Comment en suis-je arrivé à lire Mathias Enard? Par intérêt particulier comme temps d'autres vu ce que l'on peut lire de son livre "Zone"? Non, pas du tout. Juste un pur hasard... Voilà qu'un jour je me promène dans l'une de mes librairies favorites avec un besoin urgent d'investir dans un livre. Lequel choisir? Voilà que ce livre me tombe entre les mains. La quatrième de couverture semble alléchante. J'ouvre le bouquin et me lit la première page pour me faire une idée... Et là, vlan, je me retrouve happé par le style littéraire de Mathias Enard.

"Le plus important, c'est le souffle.
La respiration calme et lente, la patience du souffle; il faut d'abord écouter son propre corps, écouter les battements de son coeur, le calme de son bras, de sa main. Il faut que le fusil devienne une partie de soi, un prolongement de soi.
Avant même la cible, l'important c'est soi-même. Il faut organiser l'espace, qu'on se trouve sur un toit, derrière une fenêtre, n'importe où, il faut le contrôler, le faire sien. Rien de plus ennuyeux que le passage d'un chat dans son dos, ou l'envol d'un oiseau. Il faut être soi et rien d'autre, l'oeil dans sa lunette, le bras métallique tendu vers la cible, pour le rejoindre. Depuis mon toit je parcours les trottoirs, j'explore les fenêtres, j'observe les gens vivre. Je peux les rejoindre d'une pression sur la détente. Ce n'est pas simple, bien au contraire, c'est un métier difficile qui demande précision et concentration. Les gens pensent uniquement au coup de feu et au résultat du tir. Ils ne savent pas que j'ai écouté les battements de leur coeur à travers le mien, que j'ai retenu toute émotion, que je me suis arrêté de respirer, juste avant de presser la détente, comme on dit, mais je ne presse rien, au contraire, je libère un chien de métal qui vient frapper un point de percussion qui enflamme une poudre qui propulse un projectile jusqu'à douze cents mètres et qui vous tue. Ou pas. ..."

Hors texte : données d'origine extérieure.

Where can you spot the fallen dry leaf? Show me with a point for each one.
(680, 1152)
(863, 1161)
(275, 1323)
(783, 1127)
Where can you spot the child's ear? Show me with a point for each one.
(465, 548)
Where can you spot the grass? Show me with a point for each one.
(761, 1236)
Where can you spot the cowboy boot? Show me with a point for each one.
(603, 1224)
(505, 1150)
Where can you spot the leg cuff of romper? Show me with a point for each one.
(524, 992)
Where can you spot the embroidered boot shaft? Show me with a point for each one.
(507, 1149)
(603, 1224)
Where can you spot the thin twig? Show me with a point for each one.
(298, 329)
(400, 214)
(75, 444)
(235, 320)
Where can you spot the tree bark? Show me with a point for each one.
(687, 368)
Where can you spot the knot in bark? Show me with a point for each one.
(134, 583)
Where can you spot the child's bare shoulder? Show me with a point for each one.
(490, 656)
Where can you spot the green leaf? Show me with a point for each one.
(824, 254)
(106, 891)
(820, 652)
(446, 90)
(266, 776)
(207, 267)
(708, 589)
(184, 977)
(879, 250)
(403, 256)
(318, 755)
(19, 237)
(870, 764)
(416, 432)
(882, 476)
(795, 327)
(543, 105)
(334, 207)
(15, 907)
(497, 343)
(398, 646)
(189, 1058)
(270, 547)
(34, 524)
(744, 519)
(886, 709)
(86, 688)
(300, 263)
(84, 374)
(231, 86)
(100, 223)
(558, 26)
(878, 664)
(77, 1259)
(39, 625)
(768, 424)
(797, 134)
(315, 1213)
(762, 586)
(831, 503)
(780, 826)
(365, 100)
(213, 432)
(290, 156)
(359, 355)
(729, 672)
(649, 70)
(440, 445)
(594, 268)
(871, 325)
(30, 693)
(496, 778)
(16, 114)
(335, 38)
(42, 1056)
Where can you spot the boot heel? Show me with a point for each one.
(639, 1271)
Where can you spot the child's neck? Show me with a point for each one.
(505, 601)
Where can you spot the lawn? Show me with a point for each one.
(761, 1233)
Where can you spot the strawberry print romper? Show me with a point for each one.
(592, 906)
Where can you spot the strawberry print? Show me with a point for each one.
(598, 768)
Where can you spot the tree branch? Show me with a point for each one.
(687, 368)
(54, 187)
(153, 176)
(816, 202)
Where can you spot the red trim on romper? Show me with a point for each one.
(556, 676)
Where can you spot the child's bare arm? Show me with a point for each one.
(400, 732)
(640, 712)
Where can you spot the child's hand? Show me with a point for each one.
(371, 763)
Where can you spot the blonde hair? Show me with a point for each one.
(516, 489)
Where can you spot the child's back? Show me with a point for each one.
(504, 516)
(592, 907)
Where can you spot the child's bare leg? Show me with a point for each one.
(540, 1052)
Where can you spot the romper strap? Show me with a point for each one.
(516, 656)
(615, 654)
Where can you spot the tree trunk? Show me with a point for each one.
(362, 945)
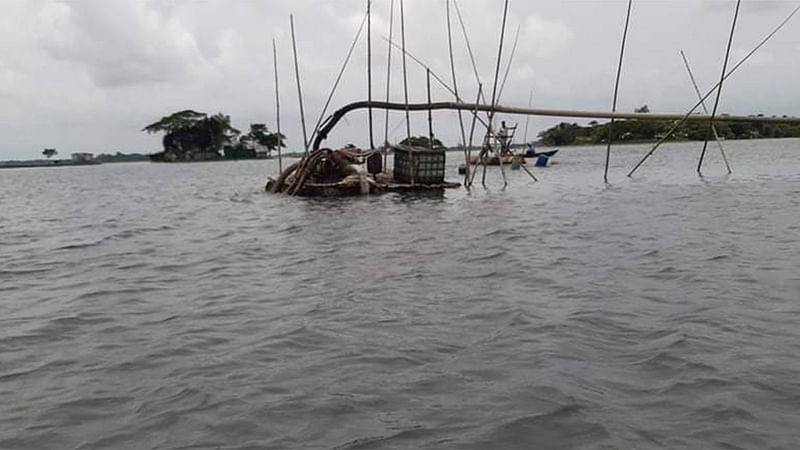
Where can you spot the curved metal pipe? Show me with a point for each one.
(334, 118)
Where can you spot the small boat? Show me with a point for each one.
(532, 153)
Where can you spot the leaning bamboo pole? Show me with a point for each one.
(719, 87)
(299, 88)
(705, 110)
(277, 103)
(337, 116)
(610, 137)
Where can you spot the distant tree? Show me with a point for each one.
(191, 135)
(421, 141)
(259, 134)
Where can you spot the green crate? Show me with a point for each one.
(418, 165)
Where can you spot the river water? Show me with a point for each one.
(178, 306)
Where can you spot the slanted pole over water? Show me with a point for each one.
(334, 119)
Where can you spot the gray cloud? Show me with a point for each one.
(89, 74)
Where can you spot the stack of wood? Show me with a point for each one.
(326, 173)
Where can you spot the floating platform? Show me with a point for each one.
(332, 173)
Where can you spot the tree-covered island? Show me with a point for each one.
(194, 136)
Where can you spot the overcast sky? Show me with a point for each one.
(88, 75)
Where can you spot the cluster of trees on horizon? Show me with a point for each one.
(633, 130)
(194, 136)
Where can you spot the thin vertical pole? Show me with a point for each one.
(405, 73)
(430, 113)
(369, 70)
(719, 88)
(299, 89)
(388, 84)
(469, 47)
(697, 105)
(472, 132)
(494, 94)
(455, 92)
(705, 109)
(616, 91)
(508, 66)
(277, 103)
(527, 117)
(499, 57)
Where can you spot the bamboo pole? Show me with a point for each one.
(489, 129)
(510, 61)
(299, 89)
(339, 76)
(277, 103)
(369, 69)
(405, 73)
(705, 110)
(469, 50)
(334, 119)
(430, 113)
(388, 84)
(616, 91)
(527, 118)
(719, 88)
(455, 92)
(472, 132)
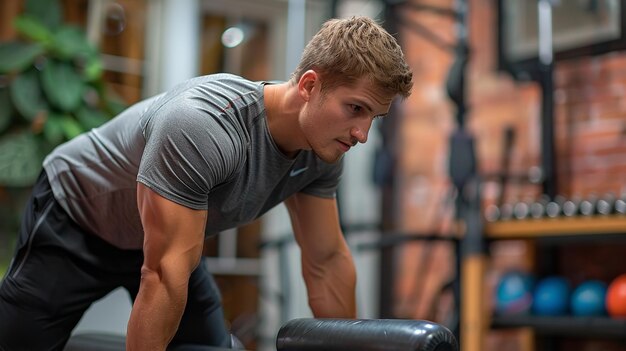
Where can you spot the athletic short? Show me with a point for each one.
(58, 270)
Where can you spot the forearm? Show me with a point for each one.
(331, 286)
(156, 313)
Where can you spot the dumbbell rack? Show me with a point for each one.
(557, 231)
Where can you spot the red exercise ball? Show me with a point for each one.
(616, 297)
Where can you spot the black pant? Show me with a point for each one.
(58, 270)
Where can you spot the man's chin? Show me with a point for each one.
(330, 159)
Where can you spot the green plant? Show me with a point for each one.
(51, 90)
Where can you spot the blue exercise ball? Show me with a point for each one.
(551, 297)
(514, 293)
(588, 299)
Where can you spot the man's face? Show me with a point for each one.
(335, 121)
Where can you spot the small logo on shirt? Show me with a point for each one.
(295, 172)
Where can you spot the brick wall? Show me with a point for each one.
(590, 124)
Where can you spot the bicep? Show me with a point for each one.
(316, 226)
(173, 234)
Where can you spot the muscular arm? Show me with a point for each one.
(327, 265)
(173, 238)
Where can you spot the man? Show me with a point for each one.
(130, 203)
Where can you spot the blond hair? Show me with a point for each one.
(345, 50)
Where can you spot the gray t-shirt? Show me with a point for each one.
(205, 145)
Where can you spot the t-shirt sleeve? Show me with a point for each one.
(188, 151)
(326, 184)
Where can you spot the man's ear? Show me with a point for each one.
(307, 83)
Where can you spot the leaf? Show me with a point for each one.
(62, 85)
(48, 12)
(70, 127)
(6, 109)
(70, 42)
(20, 159)
(93, 69)
(91, 118)
(27, 95)
(53, 129)
(17, 56)
(33, 29)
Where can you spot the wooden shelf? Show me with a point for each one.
(535, 228)
(583, 327)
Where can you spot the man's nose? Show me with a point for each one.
(360, 131)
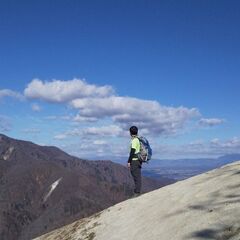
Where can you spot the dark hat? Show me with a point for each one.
(133, 130)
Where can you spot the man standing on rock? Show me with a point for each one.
(133, 162)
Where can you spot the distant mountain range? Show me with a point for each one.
(43, 188)
(184, 168)
(206, 207)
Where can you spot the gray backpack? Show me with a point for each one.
(145, 153)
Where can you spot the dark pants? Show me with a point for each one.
(136, 174)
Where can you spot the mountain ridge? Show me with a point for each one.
(42, 188)
(206, 206)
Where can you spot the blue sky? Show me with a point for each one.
(78, 74)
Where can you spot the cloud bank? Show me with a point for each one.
(10, 93)
(64, 91)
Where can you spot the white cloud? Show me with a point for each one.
(210, 122)
(5, 124)
(10, 93)
(148, 115)
(60, 136)
(35, 107)
(111, 130)
(79, 118)
(64, 91)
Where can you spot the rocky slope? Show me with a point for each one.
(202, 207)
(42, 188)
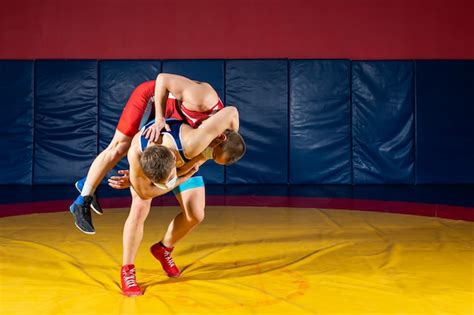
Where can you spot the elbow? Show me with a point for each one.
(233, 112)
(161, 78)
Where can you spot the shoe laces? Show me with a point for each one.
(129, 278)
(168, 258)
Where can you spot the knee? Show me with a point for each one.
(138, 216)
(118, 149)
(195, 218)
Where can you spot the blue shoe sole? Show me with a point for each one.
(92, 206)
(86, 232)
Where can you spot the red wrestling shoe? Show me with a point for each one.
(163, 254)
(129, 281)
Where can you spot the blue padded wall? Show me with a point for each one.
(382, 122)
(445, 122)
(117, 80)
(259, 89)
(65, 120)
(212, 72)
(16, 119)
(320, 122)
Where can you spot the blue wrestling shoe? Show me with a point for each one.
(81, 212)
(95, 203)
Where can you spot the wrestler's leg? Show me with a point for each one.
(132, 237)
(133, 228)
(105, 161)
(192, 202)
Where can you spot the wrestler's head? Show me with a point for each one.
(159, 165)
(230, 148)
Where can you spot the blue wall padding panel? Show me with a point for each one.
(445, 121)
(117, 80)
(16, 119)
(65, 120)
(320, 122)
(382, 122)
(259, 89)
(212, 72)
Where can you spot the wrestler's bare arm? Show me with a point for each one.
(195, 141)
(195, 162)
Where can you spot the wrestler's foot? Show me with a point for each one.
(95, 202)
(81, 211)
(163, 254)
(129, 281)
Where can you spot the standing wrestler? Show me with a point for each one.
(173, 96)
(154, 171)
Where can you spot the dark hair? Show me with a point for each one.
(234, 147)
(157, 162)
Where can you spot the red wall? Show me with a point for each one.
(138, 29)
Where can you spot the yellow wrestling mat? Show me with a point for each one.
(243, 260)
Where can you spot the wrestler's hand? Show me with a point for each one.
(154, 131)
(187, 176)
(120, 182)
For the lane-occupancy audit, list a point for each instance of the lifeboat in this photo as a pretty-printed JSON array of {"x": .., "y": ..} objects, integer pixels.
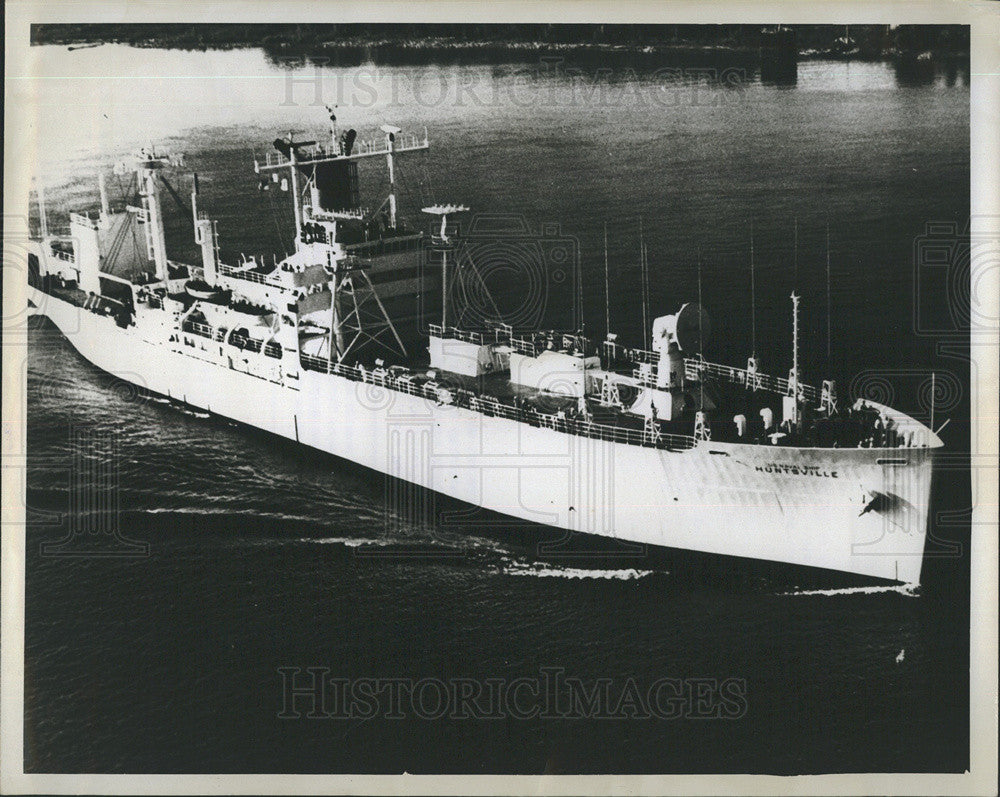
[{"x": 199, "y": 289}]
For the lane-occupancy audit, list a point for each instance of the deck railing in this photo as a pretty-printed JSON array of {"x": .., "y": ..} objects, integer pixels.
[
  {"x": 451, "y": 333},
  {"x": 694, "y": 368},
  {"x": 491, "y": 406},
  {"x": 251, "y": 276}
]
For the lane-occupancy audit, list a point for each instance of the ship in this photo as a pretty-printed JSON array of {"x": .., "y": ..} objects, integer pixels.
[{"x": 650, "y": 444}]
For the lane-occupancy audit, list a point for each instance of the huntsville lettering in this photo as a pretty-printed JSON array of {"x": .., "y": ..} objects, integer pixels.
[
  {"x": 314, "y": 693},
  {"x": 797, "y": 470}
]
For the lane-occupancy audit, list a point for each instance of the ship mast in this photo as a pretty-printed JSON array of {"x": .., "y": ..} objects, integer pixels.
[
  {"x": 442, "y": 242},
  {"x": 793, "y": 382},
  {"x": 307, "y": 155},
  {"x": 390, "y": 140},
  {"x": 42, "y": 216}
]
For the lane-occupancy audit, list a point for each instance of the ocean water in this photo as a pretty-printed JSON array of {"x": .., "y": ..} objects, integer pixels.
[{"x": 250, "y": 556}]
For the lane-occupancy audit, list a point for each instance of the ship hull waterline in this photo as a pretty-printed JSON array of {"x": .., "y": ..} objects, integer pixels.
[{"x": 801, "y": 506}]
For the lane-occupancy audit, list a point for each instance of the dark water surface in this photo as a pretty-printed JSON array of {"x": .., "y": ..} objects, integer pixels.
[{"x": 263, "y": 556}]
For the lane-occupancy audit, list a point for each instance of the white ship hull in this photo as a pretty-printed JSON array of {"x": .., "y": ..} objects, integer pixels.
[{"x": 797, "y": 505}]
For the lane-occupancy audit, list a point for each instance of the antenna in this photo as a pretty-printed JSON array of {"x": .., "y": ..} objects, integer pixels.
[
  {"x": 42, "y": 217},
  {"x": 390, "y": 139},
  {"x": 645, "y": 287},
  {"x": 828, "y": 325},
  {"x": 753, "y": 300},
  {"x": 795, "y": 253},
  {"x": 701, "y": 340},
  {"x": 607, "y": 293}
]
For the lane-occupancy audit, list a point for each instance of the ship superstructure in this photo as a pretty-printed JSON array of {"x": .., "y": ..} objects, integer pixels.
[{"x": 655, "y": 445}]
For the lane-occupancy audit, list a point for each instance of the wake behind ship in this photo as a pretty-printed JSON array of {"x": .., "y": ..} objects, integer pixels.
[{"x": 653, "y": 445}]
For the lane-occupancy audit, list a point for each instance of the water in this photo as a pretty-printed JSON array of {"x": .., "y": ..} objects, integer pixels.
[{"x": 262, "y": 556}]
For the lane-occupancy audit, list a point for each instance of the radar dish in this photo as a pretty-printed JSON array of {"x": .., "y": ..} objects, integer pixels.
[{"x": 693, "y": 327}]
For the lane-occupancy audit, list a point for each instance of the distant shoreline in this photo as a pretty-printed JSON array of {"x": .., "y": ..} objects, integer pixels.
[{"x": 401, "y": 43}]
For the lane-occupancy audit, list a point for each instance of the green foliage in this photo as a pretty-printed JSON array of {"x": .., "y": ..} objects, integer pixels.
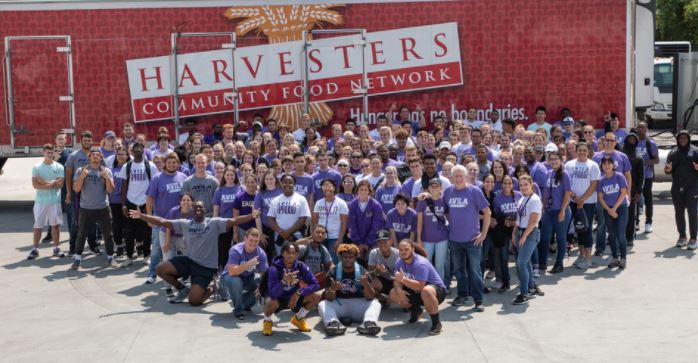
[{"x": 677, "y": 20}]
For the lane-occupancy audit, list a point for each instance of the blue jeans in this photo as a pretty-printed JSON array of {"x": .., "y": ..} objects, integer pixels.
[
  {"x": 155, "y": 250},
  {"x": 617, "y": 227},
  {"x": 241, "y": 290},
  {"x": 437, "y": 253},
  {"x": 466, "y": 266},
  {"x": 524, "y": 267},
  {"x": 585, "y": 239},
  {"x": 549, "y": 225}
]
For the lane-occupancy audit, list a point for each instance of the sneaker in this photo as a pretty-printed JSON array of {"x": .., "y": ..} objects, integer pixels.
[
  {"x": 536, "y": 291},
  {"x": 520, "y": 300},
  {"x": 622, "y": 263},
  {"x": 266, "y": 327},
  {"x": 334, "y": 328},
  {"x": 368, "y": 328},
  {"x": 459, "y": 301},
  {"x": 584, "y": 264},
  {"x": 33, "y": 254},
  {"x": 301, "y": 324},
  {"x": 556, "y": 270},
  {"x": 181, "y": 295},
  {"x": 415, "y": 313},
  {"x": 648, "y": 228},
  {"x": 435, "y": 329},
  {"x": 128, "y": 262}
]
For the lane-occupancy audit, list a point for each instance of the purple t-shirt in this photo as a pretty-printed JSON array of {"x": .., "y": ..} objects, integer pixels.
[
  {"x": 464, "y": 206},
  {"x": 224, "y": 197},
  {"x": 244, "y": 202},
  {"x": 320, "y": 175},
  {"x": 644, "y": 152},
  {"x": 262, "y": 201},
  {"x": 238, "y": 256},
  {"x": 305, "y": 185},
  {"x": 553, "y": 193},
  {"x": 385, "y": 195},
  {"x": 610, "y": 187},
  {"x": 421, "y": 270},
  {"x": 433, "y": 230},
  {"x": 620, "y": 160},
  {"x": 165, "y": 189},
  {"x": 402, "y": 225},
  {"x": 176, "y": 213},
  {"x": 505, "y": 205}
]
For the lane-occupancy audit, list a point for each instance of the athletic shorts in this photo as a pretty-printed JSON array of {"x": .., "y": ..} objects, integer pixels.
[
  {"x": 416, "y": 299},
  {"x": 186, "y": 267},
  {"x": 47, "y": 215}
]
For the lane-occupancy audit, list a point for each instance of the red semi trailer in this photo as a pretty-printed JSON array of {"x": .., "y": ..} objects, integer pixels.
[{"x": 94, "y": 65}]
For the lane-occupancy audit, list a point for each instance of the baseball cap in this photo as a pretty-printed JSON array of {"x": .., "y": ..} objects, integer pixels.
[
  {"x": 382, "y": 235},
  {"x": 550, "y": 148}
]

On se retrouve vite happé par l'histoire du narrateur dont on ne connaîtra jamais le nom. Un voyage étrange, on ne sait où si ce n'est quelque part dans un pays en guerre. Un parallèle avec toute guerre actuelle ou passée est envisageable. Ni bon ni méchant. Il y'a eux et nous. Il y'a nous et le narrateur. Un homme qui ne fait qu'un avec son fusil. Happé que l'on est dans l'histoire étrange d'un type déboussolé et inadapté pour qui le tir parfait est le summum de l'art et de la vie.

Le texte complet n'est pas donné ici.